Given that all these point sizes are a little on the small side, and the actual paperback book I was looking at has lines of only about 20 ems wide and is eminently readable, you’d think I could get by with a font size about 10% or 20% larger than what’s implied above (and thus 21% or 44% less areally dense). 45 mm / 21 em would be 2.1 mm per em, which is a 6-point font; in landscape mode, the same tiny screen would have 63 mm / 21 em = 8.5 points, which is easily readable. But the other force pushing for smaller fonts and wider lines is the occasional <pre> block, which needs to be able to accommodate 80 columns, nominally 40 ems. That’s a text size of 0.6 em for the <pre>. Using an even larger font size for the normal body text would cause an even larger disharmony between the two text sizes.

Hyperlinks in PDF

PDF supports tables of contents and hyperlinks, but at least the default PDF viewer on Android 7.0 doesn’t seem to have any way to see them. It has a fairly effective scrollbar, though, so page numbers may be a reasonable replacement — but they need to count monotonically from 1 at the beginning, since the page numbers displayed in the Android viewer do that; even though PDF supports page numbers that do things like “i, ii, iii, iv, 1, 2”, they are not displayed.

ZUI in PDF for navigating illustrations?

Illustrations (see Dercuano drawings) are a really hard problem in HTML-based formats for small screens: your lines are already too short to flow text around large pictures, and small pictures are unreadable unless they contain only a little bit of information, like sparklines. But if we assume that the reader is using a hand computer with pinch-to-zoom, and our image format is vector, perhaps we can rely on zooming to provide more information about illustrations on demand, and even some degree of hierarchical navigation.

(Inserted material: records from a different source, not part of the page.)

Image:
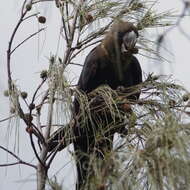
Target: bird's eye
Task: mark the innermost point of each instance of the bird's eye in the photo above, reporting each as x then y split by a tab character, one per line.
130	40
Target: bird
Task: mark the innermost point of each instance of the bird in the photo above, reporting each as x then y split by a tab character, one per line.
110	63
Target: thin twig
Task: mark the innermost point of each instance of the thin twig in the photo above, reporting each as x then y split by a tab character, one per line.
27	39
20	161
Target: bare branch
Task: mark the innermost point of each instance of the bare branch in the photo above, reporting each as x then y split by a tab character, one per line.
20	161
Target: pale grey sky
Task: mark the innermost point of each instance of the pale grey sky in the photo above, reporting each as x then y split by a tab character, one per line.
26	67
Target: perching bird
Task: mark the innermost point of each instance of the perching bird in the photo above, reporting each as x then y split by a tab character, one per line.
110	63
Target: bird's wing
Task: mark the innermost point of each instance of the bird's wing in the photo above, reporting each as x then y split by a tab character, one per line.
87	78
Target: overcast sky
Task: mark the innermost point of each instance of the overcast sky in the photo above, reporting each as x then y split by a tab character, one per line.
26	65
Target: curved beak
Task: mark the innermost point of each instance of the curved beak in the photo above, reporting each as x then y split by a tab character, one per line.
130	40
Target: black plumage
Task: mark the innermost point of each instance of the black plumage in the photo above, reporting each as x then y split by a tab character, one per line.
106	64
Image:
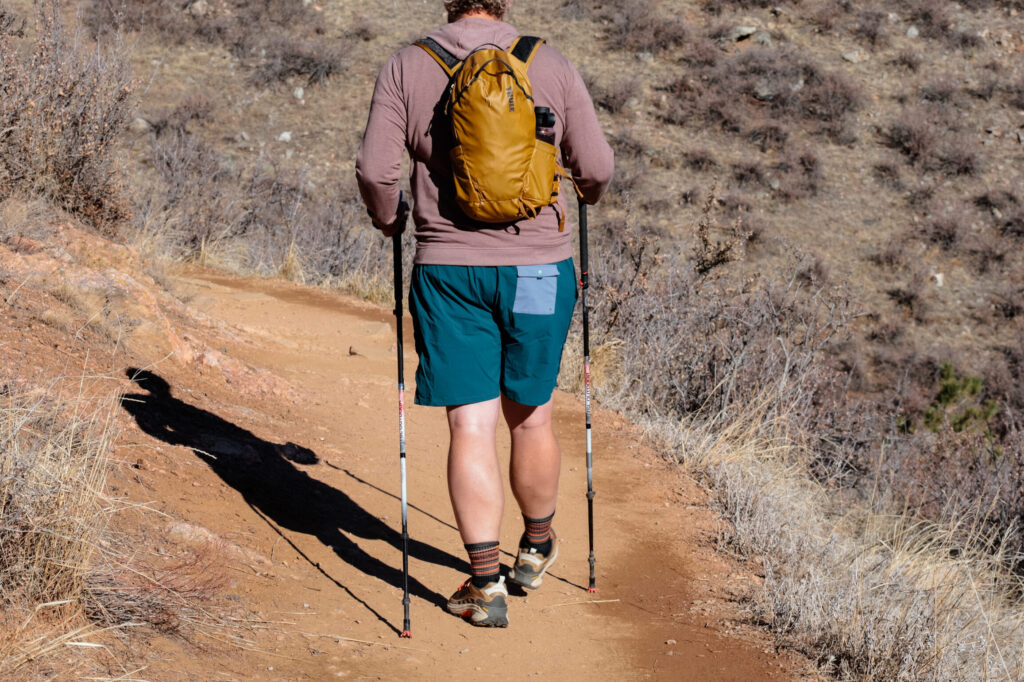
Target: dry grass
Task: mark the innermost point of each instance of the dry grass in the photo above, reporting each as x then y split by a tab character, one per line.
868	593
66	573
52	506
61	109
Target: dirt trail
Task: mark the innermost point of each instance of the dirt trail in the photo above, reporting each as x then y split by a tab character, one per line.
316	554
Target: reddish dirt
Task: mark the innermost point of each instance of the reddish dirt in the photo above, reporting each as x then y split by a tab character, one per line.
325	562
252	378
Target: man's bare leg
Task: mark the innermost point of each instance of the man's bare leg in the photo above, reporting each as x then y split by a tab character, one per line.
474	477
536	462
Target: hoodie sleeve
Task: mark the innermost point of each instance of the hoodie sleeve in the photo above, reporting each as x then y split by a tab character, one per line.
587	154
378	163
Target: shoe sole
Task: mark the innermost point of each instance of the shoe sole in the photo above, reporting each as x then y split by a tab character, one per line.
534	581
494	614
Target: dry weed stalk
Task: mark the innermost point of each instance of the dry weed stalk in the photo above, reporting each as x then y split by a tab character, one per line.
870	595
53	462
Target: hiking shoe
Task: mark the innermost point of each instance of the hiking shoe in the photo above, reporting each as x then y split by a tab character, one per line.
484	607
529	565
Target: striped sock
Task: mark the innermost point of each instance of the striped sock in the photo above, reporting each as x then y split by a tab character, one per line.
538	535
483	558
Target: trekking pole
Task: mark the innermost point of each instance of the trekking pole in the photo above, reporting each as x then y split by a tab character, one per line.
584	286
396	244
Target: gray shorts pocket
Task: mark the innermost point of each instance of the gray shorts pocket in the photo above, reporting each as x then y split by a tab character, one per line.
537	290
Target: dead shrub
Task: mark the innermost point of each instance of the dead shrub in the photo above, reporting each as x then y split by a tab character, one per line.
195	108
887	175
915	135
769	136
945	231
699	160
1013	225
776	82
639	27
749	172
718	6
798	176
288	56
61	109
956	157
941	90
869	27
907	59
932	18
892	255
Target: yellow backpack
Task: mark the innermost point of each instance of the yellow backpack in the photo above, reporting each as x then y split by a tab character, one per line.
502	171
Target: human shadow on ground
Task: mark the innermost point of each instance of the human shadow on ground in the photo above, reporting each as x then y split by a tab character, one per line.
514	589
263	472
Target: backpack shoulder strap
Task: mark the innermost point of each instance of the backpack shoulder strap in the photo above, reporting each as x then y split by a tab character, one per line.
446	60
525	47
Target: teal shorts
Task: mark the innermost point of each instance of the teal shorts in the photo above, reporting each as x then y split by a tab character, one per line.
486	331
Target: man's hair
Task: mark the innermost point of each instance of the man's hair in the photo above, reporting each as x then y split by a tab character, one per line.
496	8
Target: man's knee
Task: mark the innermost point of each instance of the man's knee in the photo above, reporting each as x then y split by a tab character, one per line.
522	418
479	418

Hyperlink navigation within the illustration is probably not supported, though, and the maximum zoom is probably quite limited; the popular AndroidPdfViewer open-source component defaults to 3× as its default maximum zoom, but the Android 7.0 default PDF viewer defaults to 10×. It also permits zooming out until several pages are on the screen, though, sadly, stacked vertically.

Hyphenation and equations in PDF

The major advantage of PDF over the HTML-based formats is that things will look exactly as I formatted them. This means that I don’t have to rely on hyphenation support on the reader’s computer; I can use a decent hyphenation algorithm, and if necessary I can tweak the text to deal with rotten formatting (although, honestly, I’m trying to import a couple of million words of unfinished notes into this thing; I can’t stop to futz with per-paragraph formatting on more than a tiny part of it).

Also, an enormous advantage accrues to math formatting (see Dercuano formula display). In theory, EPUB supports some part of MathML, but MathML rendering is generally kind of shitty (where it’s not done through MathJax), and writing MathML is worse. With PDF, I can render equations at build time using TEX, subsetting Computer Modern fonts as necessary to include just the glyphs I’m using, and get well-formatted formulas.